TrailblazerDX: Innovation, Investment and Integrity

Eric Ryan
ZS Associates
Published in
7 min readMar 14, 2024

Salesforce recently hosted TrailblazerDX, an annual conference designed for developers, architects, partners, engineers, and entrepreneurs looking to build the new class of generative AI applications and leverage Salesforce’s latest platform features. Below, I’ve shared a recap of the keynote, an overview of how new product features can be used in Life Sciences, Anthropic’s approach to Constitutional AI, and how companies can close the trust gap with the Einstein Trust Layer.

Einsten Copilot: Conversational AI for your CRM

The keynote introduced the public beta release of Einstein Copilot, which uses trusted AI grounded with your own company’s data. Einstein Copilot enables Salesforce customers to generate responses using their own private and trusted data, while maintaining strict data governance and without requiring expensive AI model training. As a result, Einstein Copilot can answer questions, summarize content, create new content, interpret complex conversations, and dynamically automate tasks on behalf of a user, all from a single, consistent user experience embedded directly within Salesforce’s CRM applications.

To enable the use of Einstein Copilot, admins and developers can utilize 3 low-code tools that comprise Einstein 1 Studio: Prompt Builder (Generally Available), Copilot Builder (Beta), and Model Builder (Generally Available).

Einstein Explainer
Einstein 1 Platform integrates the user interface and data in a single metadata-driven platform.
Einstein Copilot is the UI that serves as the Conversational AI for your CRM across every app.
Einstein 1 Studio are the low-code tools purpose-built to rapidly build AI apps grounded in trusted data.
Einstein Trust Layer are features, processes, and guardrails guiding privacy, security, safety, accuracy, and responsible use of AI.

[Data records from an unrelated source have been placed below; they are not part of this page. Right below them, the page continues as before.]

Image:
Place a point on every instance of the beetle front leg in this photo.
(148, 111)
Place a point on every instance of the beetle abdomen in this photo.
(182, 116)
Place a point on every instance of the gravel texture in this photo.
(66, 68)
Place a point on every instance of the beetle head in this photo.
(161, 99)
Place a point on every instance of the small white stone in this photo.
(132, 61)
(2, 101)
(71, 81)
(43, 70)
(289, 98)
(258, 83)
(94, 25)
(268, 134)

With Prompt Builder, admins can create, customize, and test prompts to deploy in Einstein Copilot or a Lightning Web Component. Users simply describe in plain language the desire content, such as customer success stories, FAQs, or marketing messages, and Einstein will suggest tones, length, and other attributes to craft impactful prompts.

With Copilot Builder, users have access to out-of-the-box skills, or Standard Actions that Einstein Copilot can leverage to execute a task. Some examples of these actions include drafting or revising sales emails, querying records to find values of certain fields, and summarizing records such as key opportunities or accounts.

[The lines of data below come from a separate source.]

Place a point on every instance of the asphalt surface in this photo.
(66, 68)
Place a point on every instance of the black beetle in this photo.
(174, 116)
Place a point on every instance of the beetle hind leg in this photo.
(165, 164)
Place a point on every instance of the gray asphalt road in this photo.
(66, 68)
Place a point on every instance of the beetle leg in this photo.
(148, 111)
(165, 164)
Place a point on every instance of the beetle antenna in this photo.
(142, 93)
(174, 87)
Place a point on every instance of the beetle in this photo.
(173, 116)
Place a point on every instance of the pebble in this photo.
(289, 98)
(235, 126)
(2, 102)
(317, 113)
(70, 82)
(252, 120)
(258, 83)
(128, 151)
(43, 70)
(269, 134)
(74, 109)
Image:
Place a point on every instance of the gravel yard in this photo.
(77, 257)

In addition, users can also create Custom Actions in Copilot Builder, which are built on top of platform features such as prompt templates, auto-launched flows, or invocable Apex classes. Building these custom actions allows users to have business-specific features available at their fingertips.

With Model Builder, companies can create a predictive model from scratch from data trained in CRM or Data Cloud or bring existing models from Databricks, Amazon SageMaker, or Vertex AI. In addition, you can also use Model Builder to bring your own generative model, leveraging leading available models like Azure OpenAI, Open AI, and Amazon Bedrock.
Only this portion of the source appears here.